Invoice Fraud Hits Microsoft?

Invoice fraud — changing details so that money is routed to fraudsters’ bank accounts — may have hit Microsoft through one of its own employees. Elsewhere, Patisserie Valerie finds a huge cash shortfall, and a new report details that payments fraud seems inexorably on the rise.

Even the mightiest of tech firms are not immune to invoice fraud. Engadget reported that Jeff Tran, Microsoft’s former director of sports marketing and alliances, was charged with five counts of wire fraud. The former executive of the tech giant was charged with trying to embezzle as much as $1.5 million from the company.

The site noted that, among the alleged fraudulent actions, Tran stands accused of sending two fraudulent invoices to Microsoft, and those invoices were sent to the company from other vendors.

In detailing the invoice fraud, Engadget said that, in one of those two cases, an invoice for $775,000 was allegedly routed to a bank account belonging to Tran. In the other instance, an invoice request for $670,000 led to suspicion on the part of the vendors, and they in turn contacted Microsoft. Prosecutors have said that Tran destroyed his communications about the invoices, and asked the vendors to lie to Microsoft. Ultimately, he returned the $775,000 to Microsoft. Wire fraud has a sentence of up to 20 years’ imprisonment.

Fraud On The Rise

Against a larger backdrop, fraud is on the rise, as evidenced in a boost of noncash fraud. As reported by the Federal Reserve Payments study this week, the value of noncash fraud has gone up between 2012 to 2015, and the measure along that time frame grew by 37 percent to $8.3 billion. The value of noncash payments overall increased by lockstep to $180.3 trillion.

The data, said the Fed, came from surveys of depository institutions in 2012 and 2015, and payment card networks in 2015 and 2016.

Payments fraud was up between 2012 to 2015, driven by card fraud. Perhaps predictably, “remote” card fraud also gained ground. Overall, there was $.46 of payments fraud for every $10,000 of payments fraud in 2015, up from $.36 in 2012. Credit card fraud over that same time frame and measurement grew from $16.95 to $17.13.

Payments Fraud No Cakewalk

In allegations of payments fraud in Europe, Finance Director Chris Marsh of Patisserie Valerie, a U.K. chain of cafés, was recently arrested in the wake of what the company has deemed “significant, and potentially fraudulent, accounting irregularities.” Marsh was released on bail and had been suspended by the firm, and the company said there was a “material shortfall” between the reported status of the company’s financial health and the current financial status.

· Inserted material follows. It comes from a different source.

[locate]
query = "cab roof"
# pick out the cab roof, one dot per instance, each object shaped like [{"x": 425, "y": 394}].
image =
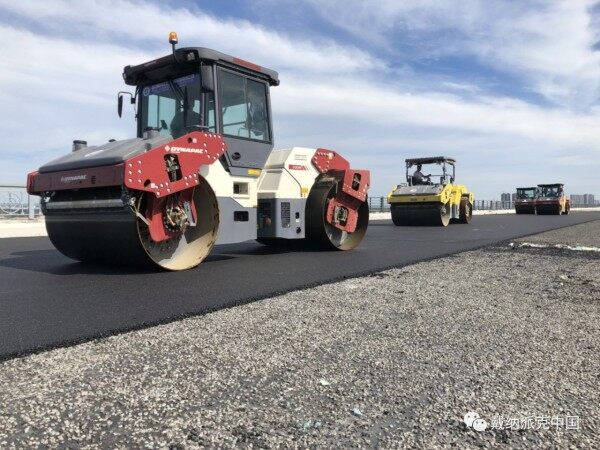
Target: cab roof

The firm said it had cash in hand of roughly $38 million, and now has $13 million in debt. The company called for an immediate capital injection. Reports this week said there had been “secret overdrafts” totaling in £10 million (more than $13 million). Credit facilities were allegedly set up with Barclays and HSBC, and had been nearly tapped out by the time fraud was uncovered. Chairman Luke Johnson had come in with a rescue package to stave off bankruptcy worth as much as £20 million.

Blockchain For Invoices

In terms of individual company initiatives, invoice finance platform Incomlend, based in Singapore, said it has embraced InvoiceCheck — a blockchain tool that can be used to detect if an invoice has already been paid, possibly by another party. The blockchain solution, according to reports, can use decentralized ledger technology and cross-reference activity — based on the Ethereum platform — to find if an invoice may perhaps be fraudulent or “double” paid.

As reported, Incomelend Executive Director Raj Uttamchandani said that “a bank or factoring company simply enters basic invoice parameters to perform an initial check in less than 30 seconds. This data is stored on the blockchain and funders are alerted if there is a potential risk of double-financing.”